本記事では、今回の改正で押さえるべきポイントと、企業が取り組むべき準備事項をまとめて解説します。

目次

個人情報保護法の「3年ごと見直し」とは、定期的な改正を義務付けた附則規定のこと

個人情報保護法は、情報通信技術の急速な進展や国際的な動向に対応するため、法律の附則に「施行後3年ごとに見直しを行う」旨の規定が設けられています。

直近では2020年(令和2年)の改正を受け、2022年(令和4年)4月に施行されました。3年ごと見直し規定では施行日を起点に3年以内の検討開始が求められており、個人情報保護委員会は2023年(令和5年)11月から、今次の3年ごと見直しに向けた検討を本格的にスタートさせました。

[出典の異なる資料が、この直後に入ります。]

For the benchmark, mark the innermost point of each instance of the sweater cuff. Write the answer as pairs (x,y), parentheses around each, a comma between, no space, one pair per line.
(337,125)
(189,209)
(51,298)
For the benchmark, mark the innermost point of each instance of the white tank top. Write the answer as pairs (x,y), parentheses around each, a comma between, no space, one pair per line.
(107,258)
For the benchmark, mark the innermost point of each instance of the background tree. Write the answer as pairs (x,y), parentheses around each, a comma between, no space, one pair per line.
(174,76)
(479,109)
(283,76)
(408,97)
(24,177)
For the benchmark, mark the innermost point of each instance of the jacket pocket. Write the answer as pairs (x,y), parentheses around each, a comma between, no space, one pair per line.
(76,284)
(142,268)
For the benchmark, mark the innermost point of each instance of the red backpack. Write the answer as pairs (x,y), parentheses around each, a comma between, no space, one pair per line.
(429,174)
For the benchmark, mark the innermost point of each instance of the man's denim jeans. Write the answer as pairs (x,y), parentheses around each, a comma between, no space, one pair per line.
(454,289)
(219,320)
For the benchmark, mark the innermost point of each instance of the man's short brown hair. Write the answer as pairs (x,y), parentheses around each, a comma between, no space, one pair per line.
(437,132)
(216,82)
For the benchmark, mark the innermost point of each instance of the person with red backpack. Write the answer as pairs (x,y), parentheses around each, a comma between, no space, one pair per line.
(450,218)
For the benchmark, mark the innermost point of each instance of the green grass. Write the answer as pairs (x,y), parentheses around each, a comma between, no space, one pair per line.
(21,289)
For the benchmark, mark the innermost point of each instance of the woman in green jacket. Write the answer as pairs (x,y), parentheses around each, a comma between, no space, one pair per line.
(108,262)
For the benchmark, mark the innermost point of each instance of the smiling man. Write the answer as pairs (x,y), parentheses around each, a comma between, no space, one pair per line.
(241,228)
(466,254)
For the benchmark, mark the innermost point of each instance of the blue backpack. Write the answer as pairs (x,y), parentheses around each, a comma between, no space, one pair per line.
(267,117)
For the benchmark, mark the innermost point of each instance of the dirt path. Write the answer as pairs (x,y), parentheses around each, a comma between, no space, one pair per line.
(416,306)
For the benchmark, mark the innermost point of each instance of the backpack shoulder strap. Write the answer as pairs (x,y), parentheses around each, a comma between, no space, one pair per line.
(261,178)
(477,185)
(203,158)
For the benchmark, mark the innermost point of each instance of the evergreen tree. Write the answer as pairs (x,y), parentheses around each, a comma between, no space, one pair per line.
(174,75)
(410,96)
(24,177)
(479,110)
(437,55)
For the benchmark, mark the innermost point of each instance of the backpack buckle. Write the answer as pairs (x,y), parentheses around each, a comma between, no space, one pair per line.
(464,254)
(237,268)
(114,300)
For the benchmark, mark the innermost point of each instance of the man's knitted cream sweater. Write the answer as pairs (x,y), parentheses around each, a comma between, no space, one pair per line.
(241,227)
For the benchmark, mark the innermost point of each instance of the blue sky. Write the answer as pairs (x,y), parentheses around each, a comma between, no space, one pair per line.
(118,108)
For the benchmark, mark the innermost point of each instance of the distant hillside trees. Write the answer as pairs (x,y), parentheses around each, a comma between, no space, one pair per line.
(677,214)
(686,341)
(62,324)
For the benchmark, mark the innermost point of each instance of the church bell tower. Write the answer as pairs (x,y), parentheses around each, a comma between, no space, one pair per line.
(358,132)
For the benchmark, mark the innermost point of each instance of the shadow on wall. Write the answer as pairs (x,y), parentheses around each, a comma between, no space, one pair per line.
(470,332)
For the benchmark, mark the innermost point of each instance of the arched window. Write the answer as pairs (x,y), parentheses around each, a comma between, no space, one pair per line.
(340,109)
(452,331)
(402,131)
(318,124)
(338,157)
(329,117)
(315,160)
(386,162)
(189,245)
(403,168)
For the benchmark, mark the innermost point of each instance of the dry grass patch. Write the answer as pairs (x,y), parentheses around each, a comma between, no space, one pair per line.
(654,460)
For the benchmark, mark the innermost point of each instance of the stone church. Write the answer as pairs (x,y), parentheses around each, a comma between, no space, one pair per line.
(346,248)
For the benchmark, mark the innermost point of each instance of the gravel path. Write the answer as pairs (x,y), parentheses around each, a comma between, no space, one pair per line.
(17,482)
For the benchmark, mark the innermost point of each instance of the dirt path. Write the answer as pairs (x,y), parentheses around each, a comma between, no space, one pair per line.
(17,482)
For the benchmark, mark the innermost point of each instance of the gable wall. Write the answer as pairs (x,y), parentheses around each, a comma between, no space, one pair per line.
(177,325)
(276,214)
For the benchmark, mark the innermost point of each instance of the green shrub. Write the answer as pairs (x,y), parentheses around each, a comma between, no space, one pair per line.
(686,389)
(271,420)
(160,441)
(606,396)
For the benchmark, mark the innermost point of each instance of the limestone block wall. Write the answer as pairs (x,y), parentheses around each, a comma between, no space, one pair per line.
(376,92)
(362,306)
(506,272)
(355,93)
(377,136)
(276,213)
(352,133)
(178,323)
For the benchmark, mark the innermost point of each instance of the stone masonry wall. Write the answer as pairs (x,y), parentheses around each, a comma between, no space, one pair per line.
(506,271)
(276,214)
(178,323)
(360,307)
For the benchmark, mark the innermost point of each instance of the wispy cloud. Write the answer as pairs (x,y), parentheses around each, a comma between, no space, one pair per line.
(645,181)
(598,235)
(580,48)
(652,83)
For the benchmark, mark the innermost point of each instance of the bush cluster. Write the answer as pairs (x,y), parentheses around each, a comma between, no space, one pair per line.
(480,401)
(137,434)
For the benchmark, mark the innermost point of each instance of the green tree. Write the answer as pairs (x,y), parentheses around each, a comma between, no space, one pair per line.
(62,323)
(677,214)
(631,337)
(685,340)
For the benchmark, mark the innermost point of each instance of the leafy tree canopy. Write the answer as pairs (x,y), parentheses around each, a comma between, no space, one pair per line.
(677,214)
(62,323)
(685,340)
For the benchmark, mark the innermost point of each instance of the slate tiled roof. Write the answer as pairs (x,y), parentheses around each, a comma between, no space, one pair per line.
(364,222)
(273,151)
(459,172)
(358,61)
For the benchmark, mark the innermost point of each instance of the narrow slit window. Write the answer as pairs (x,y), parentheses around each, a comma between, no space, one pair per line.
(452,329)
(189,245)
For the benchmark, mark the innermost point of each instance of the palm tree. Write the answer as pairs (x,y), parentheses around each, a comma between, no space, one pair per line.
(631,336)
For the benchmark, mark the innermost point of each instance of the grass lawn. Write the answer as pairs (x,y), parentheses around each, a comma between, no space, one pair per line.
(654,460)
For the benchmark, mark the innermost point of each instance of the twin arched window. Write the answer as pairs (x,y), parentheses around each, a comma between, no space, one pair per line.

この「3年ごと見直し」の仕組みは、平成27年(2015年)改正時から組み込まれた継続的な改善サイクルです。デジタル社会の変化スピードに法制度が追いつけるよう、定期的なアップデートを制度として担保しています。企業の法務担当者にとっては、改正内容を把握するだけでなく、次の改正時期を見越して準備体制を整えることも重要な業務のひとつです。

個人情報保護法改正の最新スケジュール

個人情報保護法の改正法案は、2026年(令和8年)7月10日、参議院本会議で可決・成立しました。公布は成立からおおむね2〜3週間以内に官報掲載により行われるのが通例で、2026年7月中下旬頃の見込みです。 施行は公布日から起算して2年を超えない範囲内において政令で定められており、2028年7月頃までに全面施行される予定です。

主なスケジュールは以下の通りです。

時期 内容
2023年11月 3年ごと見直し規定に基づく検討開始
2024年6月 検討の中間整理公表
2024年11月 有識者・経済団体等にヒアリング
2025年3月 「個人情報保護法の制度的課題に対する考え方」公表
2025年6月 データ利活用制度の在り方に関する基本方針(閣議決定)
2026年1月 制度改正方針(本方針)公表
2026年7月 参議院本会議で可決
2026年7月中下旬(予定) 改正法の公布
2027年(予定) 政令・委員会規則の公布
2027年(予定) ガイドライン・Q&A公表
2028年7月頃までに(予定) 施行

なお、2025年(令和7年)6月に閣議決定された「データ利活用制度の在り方に関する基本方針」は、今回の個人情報保護法改正を政府全体のデータ利活用推進戦略の一環として位置づけたものです。単独の法改正にとどまらず、政府横断的な取り組みの一部であることを示しています。 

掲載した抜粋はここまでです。